I have been photographing the United States, trying by investigating photographically to learn who we are and how we feel, by seeing what we look like as history has been and is happening to us in this world.
Since World War II we have seen the spread of affluence, the move to the suburbs and the spreading of them, the massive shopping centers to serve them, cars for to and from. New schools, churches and banks. And the growing need of tranquilizer peace, missile races, H bombs for overkill, war and peace tensions, and bomb shelter security. Economic automation problems, and since the Supreme Court decision to desegregate schools, we have the acceleration of civil liberties battle by negroes.

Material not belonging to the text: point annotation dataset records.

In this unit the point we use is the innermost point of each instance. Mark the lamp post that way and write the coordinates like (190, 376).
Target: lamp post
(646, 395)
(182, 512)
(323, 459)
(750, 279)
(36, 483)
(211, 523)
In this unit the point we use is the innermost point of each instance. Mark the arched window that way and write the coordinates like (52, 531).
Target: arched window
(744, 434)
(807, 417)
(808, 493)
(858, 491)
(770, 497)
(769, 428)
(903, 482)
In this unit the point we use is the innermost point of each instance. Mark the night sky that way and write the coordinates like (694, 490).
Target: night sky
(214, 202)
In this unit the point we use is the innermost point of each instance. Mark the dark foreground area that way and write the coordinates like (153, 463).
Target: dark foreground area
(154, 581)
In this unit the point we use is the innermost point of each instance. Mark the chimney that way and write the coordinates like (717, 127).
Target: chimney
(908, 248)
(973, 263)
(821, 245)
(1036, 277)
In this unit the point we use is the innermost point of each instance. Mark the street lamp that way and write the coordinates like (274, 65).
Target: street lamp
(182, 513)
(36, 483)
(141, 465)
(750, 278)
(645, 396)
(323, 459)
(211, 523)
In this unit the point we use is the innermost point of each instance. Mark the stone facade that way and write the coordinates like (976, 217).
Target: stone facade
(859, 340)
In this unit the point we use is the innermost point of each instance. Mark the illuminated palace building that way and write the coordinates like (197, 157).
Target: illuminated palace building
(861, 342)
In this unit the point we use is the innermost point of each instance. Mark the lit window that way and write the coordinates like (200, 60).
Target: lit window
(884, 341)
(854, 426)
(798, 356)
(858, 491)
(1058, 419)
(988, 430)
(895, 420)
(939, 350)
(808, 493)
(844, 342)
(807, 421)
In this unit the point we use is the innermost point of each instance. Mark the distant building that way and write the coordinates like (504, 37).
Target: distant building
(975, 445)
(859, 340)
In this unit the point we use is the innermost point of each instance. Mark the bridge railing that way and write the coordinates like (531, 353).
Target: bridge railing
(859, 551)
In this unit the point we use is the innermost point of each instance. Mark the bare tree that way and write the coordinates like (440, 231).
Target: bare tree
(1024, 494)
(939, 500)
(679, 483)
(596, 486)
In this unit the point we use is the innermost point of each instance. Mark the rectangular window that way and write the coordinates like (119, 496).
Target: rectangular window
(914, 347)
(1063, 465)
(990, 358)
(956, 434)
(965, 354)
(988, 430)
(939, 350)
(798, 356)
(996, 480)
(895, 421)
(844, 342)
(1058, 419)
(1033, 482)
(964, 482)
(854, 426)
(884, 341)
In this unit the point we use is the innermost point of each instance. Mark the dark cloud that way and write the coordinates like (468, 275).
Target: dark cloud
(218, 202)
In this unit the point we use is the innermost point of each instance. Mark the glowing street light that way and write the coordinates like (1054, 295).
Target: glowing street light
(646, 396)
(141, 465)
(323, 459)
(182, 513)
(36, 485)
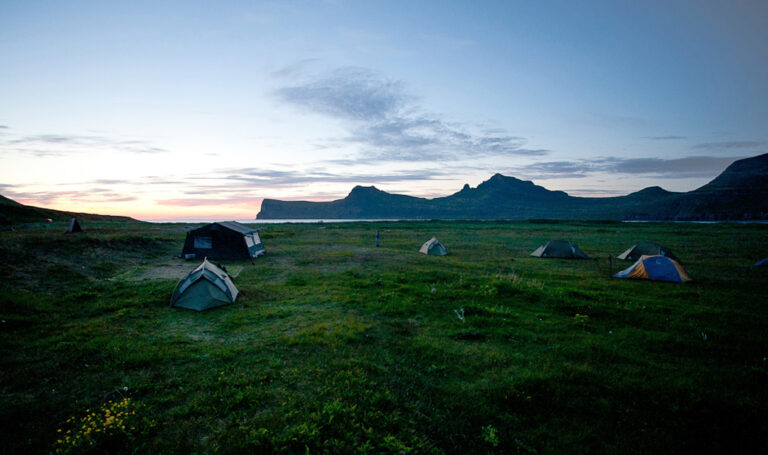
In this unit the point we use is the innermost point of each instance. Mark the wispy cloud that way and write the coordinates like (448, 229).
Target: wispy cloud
(665, 138)
(44, 145)
(730, 145)
(386, 123)
(687, 167)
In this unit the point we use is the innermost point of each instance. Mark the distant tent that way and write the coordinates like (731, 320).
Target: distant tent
(646, 249)
(559, 249)
(74, 227)
(208, 286)
(223, 240)
(434, 247)
(656, 268)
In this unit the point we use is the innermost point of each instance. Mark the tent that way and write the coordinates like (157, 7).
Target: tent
(656, 268)
(559, 249)
(74, 227)
(434, 247)
(208, 286)
(646, 249)
(223, 240)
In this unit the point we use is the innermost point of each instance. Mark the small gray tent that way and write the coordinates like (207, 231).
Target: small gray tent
(208, 286)
(433, 247)
(223, 240)
(646, 249)
(74, 227)
(559, 249)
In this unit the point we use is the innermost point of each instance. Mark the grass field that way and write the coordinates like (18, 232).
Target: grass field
(335, 346)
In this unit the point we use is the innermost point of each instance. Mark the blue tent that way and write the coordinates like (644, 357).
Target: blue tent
(655, 268)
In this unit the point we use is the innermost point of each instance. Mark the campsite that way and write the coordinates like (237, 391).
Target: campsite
(334, 345)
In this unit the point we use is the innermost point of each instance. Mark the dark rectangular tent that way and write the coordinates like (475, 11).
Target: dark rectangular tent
(223, 240)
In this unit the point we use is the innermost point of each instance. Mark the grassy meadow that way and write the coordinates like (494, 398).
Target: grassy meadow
(336, 346)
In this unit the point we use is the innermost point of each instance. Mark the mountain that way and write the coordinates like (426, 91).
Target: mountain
(11, 212)
(740, 192)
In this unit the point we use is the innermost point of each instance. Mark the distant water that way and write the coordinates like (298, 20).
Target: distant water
(276, 221)
(254, 221)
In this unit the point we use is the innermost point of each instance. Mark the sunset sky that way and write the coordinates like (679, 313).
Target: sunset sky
(199, 110)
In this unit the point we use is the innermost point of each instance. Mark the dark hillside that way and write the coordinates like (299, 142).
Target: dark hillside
(739, 193)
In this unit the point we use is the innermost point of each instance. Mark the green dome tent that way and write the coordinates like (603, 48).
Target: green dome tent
(646, 249)
(433, 247)
(208, 286)
(559, 249)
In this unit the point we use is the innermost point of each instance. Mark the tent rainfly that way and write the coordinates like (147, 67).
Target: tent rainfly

I look at the pictures I have done up to now, and they make me feel that who we are and how we feel and what is to become of us just doesn't matter. Our aspirations and successes have been cheap and petty. I read the newpapers, the columnists, some books, I look at some magazines (our press). They all deal in illusions and fantasies. I can only conclude that we have lost ourselves, and that the bomb may finish the job permanently, and it just doesn't matter, we have not loved life.
I cannot accept my conclusions, and so I must continue this photographic investigation further and deeper. This is my project."
Gary Winogrand, Statement of Plans,
John Simon Guggenheim Fellowship Application, October 1963.
[le résultat est visible dans Winogrand, 1964, Arena Editions, 2002. Superbe!]